For better and more information:
Farmington Historical Society page
1. Elijah Lewis House
1 Mountain Spring Road
Elijah Lewis sheltered fugitive slaves in a space at the base of his chimney. There, a large stone can still be removed to reveal a hiding place big enough to hold a grown man. The house was moved several years ago for more seclusion and when the house was moved, a new chimney base was built using most of the original stones. It was reconstructed to the exact dimension of the original except for the opening which is somewhat larger. Noted Farmington Artist Robert Bradegee at the turn of the century also left his mark on the home where some of his paintings can be found on door panels in the Living room and above the mantel in dining room.
Because they moved the house to be deeply recessed, my picture is merely of the Freedom Trail marker at the end of the driveway. So I’ve lifted a season-appropriate shot from the realty company trying to sell the joint.
2. Samuel Deming House
66 Main Street
Samuel Deming was one of Farmington’s leading abolitionists. Along with Austin Williams and John Treadwell Norton, Deming supported the Amistad Africans during their trials and arranged to bring the Mende to Farmington after the trial while funds were raised to send them back to Sierra Leone. Deming was a legislator, merchant, farmer and one of the town’s most respected citizens and churchmen. He was a member of the Farmington Anti-Slavery Society, and a founder, with Norton, Williams and Horace Cowles, of the Connecticut Anti-Slavery Society in 1838.

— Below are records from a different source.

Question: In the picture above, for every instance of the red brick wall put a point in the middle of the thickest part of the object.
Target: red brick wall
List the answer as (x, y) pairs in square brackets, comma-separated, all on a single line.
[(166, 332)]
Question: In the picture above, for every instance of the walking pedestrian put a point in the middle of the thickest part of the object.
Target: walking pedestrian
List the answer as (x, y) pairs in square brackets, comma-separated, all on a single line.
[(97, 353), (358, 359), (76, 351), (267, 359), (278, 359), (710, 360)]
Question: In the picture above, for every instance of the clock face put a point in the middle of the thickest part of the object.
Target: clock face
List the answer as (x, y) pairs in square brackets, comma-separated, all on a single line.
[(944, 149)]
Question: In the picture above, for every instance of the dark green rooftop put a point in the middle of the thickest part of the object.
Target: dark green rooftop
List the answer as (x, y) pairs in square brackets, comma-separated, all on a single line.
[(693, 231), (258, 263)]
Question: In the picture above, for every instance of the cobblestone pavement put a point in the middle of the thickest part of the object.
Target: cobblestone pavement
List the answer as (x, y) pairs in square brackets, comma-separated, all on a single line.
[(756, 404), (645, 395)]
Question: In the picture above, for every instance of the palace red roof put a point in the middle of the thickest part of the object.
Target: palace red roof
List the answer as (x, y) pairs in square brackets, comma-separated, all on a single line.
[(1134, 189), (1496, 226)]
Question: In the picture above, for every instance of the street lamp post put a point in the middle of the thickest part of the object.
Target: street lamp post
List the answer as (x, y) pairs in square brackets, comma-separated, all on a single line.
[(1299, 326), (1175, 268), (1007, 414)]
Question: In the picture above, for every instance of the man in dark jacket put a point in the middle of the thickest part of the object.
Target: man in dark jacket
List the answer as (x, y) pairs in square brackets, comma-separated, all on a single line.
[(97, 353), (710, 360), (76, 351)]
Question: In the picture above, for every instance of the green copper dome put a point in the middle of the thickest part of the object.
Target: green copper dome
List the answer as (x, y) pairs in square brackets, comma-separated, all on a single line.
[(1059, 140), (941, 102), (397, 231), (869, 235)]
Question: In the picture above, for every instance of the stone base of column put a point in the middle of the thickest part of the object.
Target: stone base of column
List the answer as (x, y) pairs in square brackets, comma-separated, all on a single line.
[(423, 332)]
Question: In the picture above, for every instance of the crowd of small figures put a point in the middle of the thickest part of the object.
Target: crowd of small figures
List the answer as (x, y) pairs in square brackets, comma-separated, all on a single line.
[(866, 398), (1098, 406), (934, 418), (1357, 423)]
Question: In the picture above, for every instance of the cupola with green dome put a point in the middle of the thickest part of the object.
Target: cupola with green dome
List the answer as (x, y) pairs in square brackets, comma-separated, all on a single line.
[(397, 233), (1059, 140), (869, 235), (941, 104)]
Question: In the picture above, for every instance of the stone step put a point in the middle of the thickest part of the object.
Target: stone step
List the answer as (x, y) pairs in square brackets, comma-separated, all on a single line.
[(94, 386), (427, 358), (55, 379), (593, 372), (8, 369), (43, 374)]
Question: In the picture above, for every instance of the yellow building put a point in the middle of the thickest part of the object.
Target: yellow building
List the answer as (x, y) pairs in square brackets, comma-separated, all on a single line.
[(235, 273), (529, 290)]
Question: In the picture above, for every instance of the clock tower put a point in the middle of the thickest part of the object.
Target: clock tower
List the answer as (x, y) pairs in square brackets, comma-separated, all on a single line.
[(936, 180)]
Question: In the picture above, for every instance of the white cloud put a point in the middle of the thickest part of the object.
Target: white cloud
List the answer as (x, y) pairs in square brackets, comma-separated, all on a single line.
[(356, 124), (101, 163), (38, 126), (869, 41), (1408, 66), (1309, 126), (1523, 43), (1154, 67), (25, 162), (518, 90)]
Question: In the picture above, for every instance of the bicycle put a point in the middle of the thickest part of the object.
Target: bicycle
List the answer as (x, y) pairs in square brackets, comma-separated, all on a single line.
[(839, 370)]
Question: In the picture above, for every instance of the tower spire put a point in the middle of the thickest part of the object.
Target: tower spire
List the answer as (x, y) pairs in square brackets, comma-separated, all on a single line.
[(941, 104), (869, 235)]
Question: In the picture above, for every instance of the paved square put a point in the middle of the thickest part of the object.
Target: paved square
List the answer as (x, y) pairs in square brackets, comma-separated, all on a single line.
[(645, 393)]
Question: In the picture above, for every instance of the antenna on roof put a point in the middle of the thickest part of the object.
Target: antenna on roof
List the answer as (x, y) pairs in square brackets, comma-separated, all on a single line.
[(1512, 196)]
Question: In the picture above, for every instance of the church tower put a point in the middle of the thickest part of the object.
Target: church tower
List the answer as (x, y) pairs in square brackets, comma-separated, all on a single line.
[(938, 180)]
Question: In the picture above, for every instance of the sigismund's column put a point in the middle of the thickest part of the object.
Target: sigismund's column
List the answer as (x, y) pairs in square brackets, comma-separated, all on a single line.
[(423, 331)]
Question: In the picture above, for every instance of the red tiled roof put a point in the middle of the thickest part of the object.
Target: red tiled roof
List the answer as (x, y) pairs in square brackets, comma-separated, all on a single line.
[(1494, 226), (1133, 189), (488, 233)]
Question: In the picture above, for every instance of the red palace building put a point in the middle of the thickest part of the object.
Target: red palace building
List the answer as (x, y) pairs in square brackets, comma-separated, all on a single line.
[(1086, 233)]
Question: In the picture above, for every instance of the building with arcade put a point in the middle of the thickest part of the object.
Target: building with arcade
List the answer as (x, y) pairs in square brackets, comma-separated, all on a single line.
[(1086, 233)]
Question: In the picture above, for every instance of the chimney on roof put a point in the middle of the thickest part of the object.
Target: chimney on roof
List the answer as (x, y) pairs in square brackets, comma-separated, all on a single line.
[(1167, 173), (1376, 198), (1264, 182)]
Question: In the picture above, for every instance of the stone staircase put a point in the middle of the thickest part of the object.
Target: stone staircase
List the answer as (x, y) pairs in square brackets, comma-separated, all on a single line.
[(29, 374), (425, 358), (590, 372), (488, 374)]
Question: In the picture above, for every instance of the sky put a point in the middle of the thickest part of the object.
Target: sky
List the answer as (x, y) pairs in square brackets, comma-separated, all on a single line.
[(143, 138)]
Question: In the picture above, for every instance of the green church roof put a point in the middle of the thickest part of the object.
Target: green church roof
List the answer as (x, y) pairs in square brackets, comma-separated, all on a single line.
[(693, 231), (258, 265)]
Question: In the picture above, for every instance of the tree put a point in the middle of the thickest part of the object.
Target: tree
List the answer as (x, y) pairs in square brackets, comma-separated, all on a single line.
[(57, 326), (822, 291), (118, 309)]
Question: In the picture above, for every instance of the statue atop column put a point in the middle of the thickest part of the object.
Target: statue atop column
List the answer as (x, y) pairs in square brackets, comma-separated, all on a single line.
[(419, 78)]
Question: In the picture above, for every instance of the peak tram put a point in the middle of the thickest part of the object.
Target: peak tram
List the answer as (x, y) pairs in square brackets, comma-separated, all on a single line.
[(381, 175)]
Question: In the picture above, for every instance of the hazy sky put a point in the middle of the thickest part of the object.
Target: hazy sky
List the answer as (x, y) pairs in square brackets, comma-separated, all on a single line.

His home, in the center of the town, has been traditionally known as a stop on the Underground Railroad. His wife, Catherine, was notable among the many local women who raised money and signed petitions to help the abolitionist and Amistad causes. Now owned by Miss Porter’s School, the house is marked by a plaque identifying it with Thomas Hart Hooker, its original builder and owner. Deming also made space available over his store – which is part of the Amistad portion of the Freedom Trail.
So this house is named something else on the plaque and his store, which has no marker, is part of the Amistad Trail, but this isn’t. Got that?
Perhaps that’s why I took a picture of the wrong house next door and had to settle for this one from the NPS site.
3. Smith-Cowles House
27 Main Street
Horace Cowles, an early advocate of abolition, was a prominent member of the Missionary and Anti-Slavery Societies formed in Farmington in the 1830s, and purportedly an Underground Railroad stationmaster. Many of the officers of the Hartford County Anti-Slavery Society and of the Connecticut Society were Farmington abolitionists and included Cowles, John Treadwell Norton, Samuel Deming and Austin Williams, all of whom were involved in assisting escaped slaves for many years. These were the men who brought the freed Mende to Farmington after the trial.
A private residence, this house is also a fair ways up a private drive. I felt uncomfortable taking this picture.
While the Mende men were lodged together, the three small Mende girls were placed with sympathetic Farmington families. One of the three Mende girls, believed to be Teme (or Tamie) lived with the Cowles family. She attended school with the other Mende for five hours each morning and also learned domestic skills with the family’s children. Teme also lived with another Farmington resident, J. M. Brown, but exactly when is not known–possibly towards the end of the Mende’s eight-month stay in Farmington, by which time Horace Cowles had became ill. Cowles died the following year, and the property was inherited by Samuel Smith Cowles, who continued his father’s Underground Railroad work. He also edited an anti-slavery newspaper, The Charter Oak, and published several anti-slavery books.